Slow cooker pot filled with veggie enchiladas, cooked and topped with cheese.

If you’re vegetarian or looking to eat less meat, here’s a fakeaway just for you.

Filling and satisfying thanks to the beans and butternut squash, with plenty of spices for an aromatic, rich flavour that means you really don’t miss the meat. 

I thought I would give this vegetarian family meal recipe a go as a fakeaway after the success of my Slow Cooker Beef Enchiladas and Slow Cooker Chicken Enchiladas… if they worked so well I wondered if a veggie version would too.

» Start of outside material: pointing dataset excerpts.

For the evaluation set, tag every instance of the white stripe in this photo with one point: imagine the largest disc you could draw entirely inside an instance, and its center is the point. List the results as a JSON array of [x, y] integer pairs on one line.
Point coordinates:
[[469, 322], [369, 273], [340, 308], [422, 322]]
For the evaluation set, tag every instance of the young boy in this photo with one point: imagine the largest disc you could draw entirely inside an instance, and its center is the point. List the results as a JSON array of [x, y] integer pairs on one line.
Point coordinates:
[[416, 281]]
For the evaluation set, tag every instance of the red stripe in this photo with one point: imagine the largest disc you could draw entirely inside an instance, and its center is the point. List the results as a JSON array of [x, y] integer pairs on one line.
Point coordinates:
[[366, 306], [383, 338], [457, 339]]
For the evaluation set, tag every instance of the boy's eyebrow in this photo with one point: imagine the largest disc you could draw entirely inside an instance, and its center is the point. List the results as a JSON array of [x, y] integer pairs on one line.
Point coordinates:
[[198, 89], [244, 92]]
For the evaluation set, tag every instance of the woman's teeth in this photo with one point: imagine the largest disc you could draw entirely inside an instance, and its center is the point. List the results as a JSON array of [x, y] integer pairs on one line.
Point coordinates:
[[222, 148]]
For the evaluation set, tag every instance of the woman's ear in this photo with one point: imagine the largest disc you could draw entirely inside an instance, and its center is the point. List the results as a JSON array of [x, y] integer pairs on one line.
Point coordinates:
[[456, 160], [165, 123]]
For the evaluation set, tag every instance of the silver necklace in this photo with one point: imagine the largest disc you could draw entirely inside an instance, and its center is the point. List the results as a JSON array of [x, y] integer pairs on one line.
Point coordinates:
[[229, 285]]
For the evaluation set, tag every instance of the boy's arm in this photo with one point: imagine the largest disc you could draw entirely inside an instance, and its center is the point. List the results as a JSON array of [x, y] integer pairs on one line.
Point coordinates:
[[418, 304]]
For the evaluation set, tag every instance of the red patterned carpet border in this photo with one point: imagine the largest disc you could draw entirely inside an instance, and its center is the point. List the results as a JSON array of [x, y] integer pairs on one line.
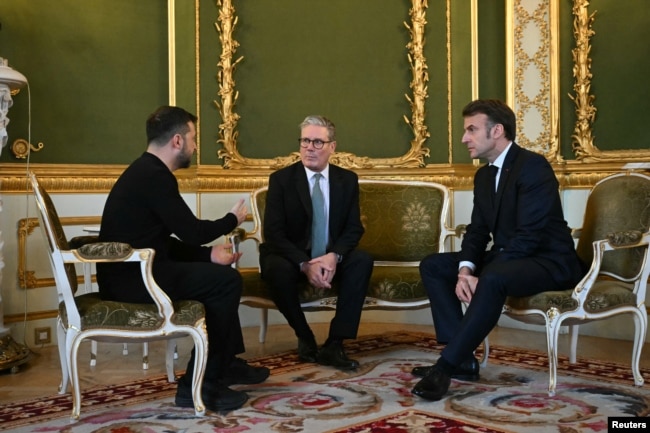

Turns out, the answer is yes!


Why you’ll love this Veggie Enchiladas recipe

⭐ Super simple zero fuss recipe

⭐ Low-cost and healthy store cupboard ingredients

⭐ Ideal as a vegetarian buffet dish


A close up of veggie enchiladas made in the slow cooker.

How we came up with this recipe

The origins of enchiladas date back centuries, where corn tortillas became a staple cuisine in Mexico, evolving from much loved street food to a customisable favourite dish served up with a variety of fillings, toppings and sauces.

These days, the dish has travelled far and wide, and now us Brits regularly dish this up at our tables. 

This is my family-friendly version that is healthy, low cost and super convenient to throw together.

While I do love beef enchiladas and chicken enchiladas too, this recipe is great for vegetarians or if you’d rather omit meat from this dish.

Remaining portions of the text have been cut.